Monday, August 29, 2011

Debating Infrastructure

The reality is inescapable and has been stupidly ignored for decades. The American infrastructure is crumbling before our very eyes and not just under the weight of hurricane wave and creaking earth either.

This past week of disasters has illustrated that America’s roads, bridges, and vital buildings are ill prepared for the strains of our modern world. Realizing we just came out of a debt debate, this opinion will be unpopular, but we need to spend to repair our creaking roads, bridges, subways, and schools and begin programs to build earthquake and hurricane resistant buildings, so that we have a shot at creating something other than brick and mortar tombs for residents faced with natural disasters.

A new infrastructure is not available at Wal-mart and we may need a NASA calculator because the cost will be so astronomical. But it would create something we don’t have enough of right now: jobs.

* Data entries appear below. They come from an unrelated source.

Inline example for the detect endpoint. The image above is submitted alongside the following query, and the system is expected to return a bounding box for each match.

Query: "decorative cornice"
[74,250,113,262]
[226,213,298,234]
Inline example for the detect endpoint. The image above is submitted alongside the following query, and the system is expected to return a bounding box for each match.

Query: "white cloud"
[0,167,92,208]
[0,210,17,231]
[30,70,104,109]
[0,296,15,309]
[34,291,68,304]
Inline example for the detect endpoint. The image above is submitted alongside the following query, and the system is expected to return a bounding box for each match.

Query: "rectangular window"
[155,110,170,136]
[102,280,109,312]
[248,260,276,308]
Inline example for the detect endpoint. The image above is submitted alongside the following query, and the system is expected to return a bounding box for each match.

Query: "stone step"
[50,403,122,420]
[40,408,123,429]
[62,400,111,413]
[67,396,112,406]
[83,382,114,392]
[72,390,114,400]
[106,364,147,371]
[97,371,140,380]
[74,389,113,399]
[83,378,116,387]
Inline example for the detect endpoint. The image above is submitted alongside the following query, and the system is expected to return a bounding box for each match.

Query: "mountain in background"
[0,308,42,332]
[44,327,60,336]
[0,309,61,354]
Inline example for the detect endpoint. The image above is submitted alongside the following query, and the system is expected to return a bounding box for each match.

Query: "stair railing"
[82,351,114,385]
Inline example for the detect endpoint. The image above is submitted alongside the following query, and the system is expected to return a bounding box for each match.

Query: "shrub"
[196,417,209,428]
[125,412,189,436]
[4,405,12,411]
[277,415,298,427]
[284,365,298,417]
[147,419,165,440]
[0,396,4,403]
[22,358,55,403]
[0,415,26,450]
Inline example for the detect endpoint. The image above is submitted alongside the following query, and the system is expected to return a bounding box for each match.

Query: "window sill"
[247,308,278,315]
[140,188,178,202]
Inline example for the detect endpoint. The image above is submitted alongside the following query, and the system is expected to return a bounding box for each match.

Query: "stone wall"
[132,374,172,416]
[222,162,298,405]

There’s the basic construction work of laying the foundations and other building activities, we’ll need more materials everything from vehicles to sheetrock which creates manufacturing jobs. Manufacturing and construction workers need to eat, meaning that new restaurants will spring up and existing ones have a new customer base and retail outlets pop up as more people have income to spend on something more than base necessities.

An infrastructure program is not cure all, our housing markets are still oversaturated and weak, and the stock market continues to have more loop to loops than anything at Six Flags, but at least we’d be walking in the right direction.